I’m working on setting up a lab to test some things out. One of the things I need to validate is how the application works under different network conditions.
Everything here is on a beefy system within their own containers and runs great until I introduce network issues which seems to bring up some docker/container issues.
The environment is all defined within the same compose file and all have the necessary ports exposed.
Container1: Client1 - Communicates with agents via haproxy
Container2: haproxy - Used to connect Client to servers
Container3: Server1 - Simulate packet loss
Container4: Server2 - Simulate limited bandwidth
Container5: Server3 - Control
Agent containers are all running a CentOS base.

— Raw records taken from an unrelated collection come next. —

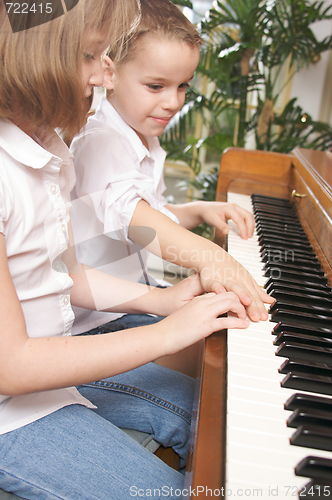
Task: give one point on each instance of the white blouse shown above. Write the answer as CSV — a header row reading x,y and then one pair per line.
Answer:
x,y
114,171
35,184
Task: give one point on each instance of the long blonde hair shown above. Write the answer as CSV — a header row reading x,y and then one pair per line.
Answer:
x,y
40,67
159,18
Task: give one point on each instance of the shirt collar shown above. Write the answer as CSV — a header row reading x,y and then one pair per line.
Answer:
x,y
25,150
108,113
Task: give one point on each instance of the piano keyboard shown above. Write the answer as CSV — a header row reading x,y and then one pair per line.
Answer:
x,y
260,461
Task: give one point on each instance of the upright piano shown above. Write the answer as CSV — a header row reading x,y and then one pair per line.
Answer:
x,y
263,424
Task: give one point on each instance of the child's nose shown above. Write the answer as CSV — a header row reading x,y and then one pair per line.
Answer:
x,y
173,101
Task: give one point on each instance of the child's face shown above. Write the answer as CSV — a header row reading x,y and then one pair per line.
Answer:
x,y
150,89
92,70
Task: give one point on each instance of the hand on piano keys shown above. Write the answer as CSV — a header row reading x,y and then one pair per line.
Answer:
x,y
199,318
219,271
270,449
216,214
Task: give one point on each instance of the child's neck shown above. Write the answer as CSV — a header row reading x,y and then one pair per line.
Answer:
x,y
25,126
143,139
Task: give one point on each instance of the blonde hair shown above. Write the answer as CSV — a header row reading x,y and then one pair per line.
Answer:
x,y
41,67
158,18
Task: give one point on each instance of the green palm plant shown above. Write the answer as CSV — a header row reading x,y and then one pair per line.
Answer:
x,y
247,45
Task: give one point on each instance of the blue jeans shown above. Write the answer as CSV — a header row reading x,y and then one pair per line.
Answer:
x,y
126,321
80,454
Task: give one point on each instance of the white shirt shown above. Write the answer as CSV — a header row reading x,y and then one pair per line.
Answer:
x,y
35,184
114,172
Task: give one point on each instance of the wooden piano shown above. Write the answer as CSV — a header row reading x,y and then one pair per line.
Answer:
x,y
303,177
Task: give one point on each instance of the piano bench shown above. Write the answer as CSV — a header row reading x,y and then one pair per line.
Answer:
x,y
168,456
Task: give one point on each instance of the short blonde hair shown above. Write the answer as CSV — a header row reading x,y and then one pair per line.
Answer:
x,y
41,67
158,18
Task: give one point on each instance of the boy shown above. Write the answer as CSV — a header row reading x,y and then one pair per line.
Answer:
x,y
119,166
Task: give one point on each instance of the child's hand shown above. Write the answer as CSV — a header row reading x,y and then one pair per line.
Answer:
x,y
180,294
201,317
217,214
225,273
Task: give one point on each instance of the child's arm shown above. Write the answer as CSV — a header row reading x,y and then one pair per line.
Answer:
x,y
44,363
218,270
216,214
96,290
100,291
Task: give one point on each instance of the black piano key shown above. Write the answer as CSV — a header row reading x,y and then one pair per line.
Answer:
x,y
300,319
276,273
323,290
309,418
313,437
300,366
278,233
277,228
298,251
303,339
316,489
286,241
301,298
262,198
285,327
302,351
294,267
308,383
314,467
276,257
313,309
308,401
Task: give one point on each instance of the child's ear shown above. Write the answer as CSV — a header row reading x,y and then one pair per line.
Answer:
x,y
109,69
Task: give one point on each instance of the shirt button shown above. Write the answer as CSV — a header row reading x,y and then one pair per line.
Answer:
x,y
53,188
66,300
57,266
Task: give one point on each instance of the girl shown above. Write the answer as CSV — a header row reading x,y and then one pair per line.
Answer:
x,y
59,428
119,166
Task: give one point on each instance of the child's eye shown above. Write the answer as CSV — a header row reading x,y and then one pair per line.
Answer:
x,y
88,56
154,86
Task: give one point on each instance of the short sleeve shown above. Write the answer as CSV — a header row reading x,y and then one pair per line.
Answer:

There’s a script running on Client1 that sends and receives data to the servers through the haproxy.
Problem
On Server1: Packet Loss
Requirement, drop packets destined for haproxy but not any other target.
Working:
tc qdisc add dev eth0 root netem loss 20%
The above command will cause any packet regardless of source/dest to have a 20% chance of being dropped.
Not Working
tc qdisc add dev eth0 root handle 1: prio
tc qdisc add dev eth0 parent 1:1 handle 2: netem loss 20%
tc filter add dev eth0 parent 1:0 protocol ip pref 55 handle ::55 u32 match ip src <IP of HAPROXY> flowid 2:1
As soon as I execute:
tc qdisc add dev eth0 root handle 1: prio
the network gets all wonky. None of the other containers can ping Server1 but they can ping each other (Server2 <->Server3), Server1 cannot ping anything. Any ping from Server1 will result in:
connect: No buffer space available
As soon as I clear the tc rules, everything goes back to normal.
I believe the issue has to do with tcp window sizes, but i’m not sure where to look for a solution.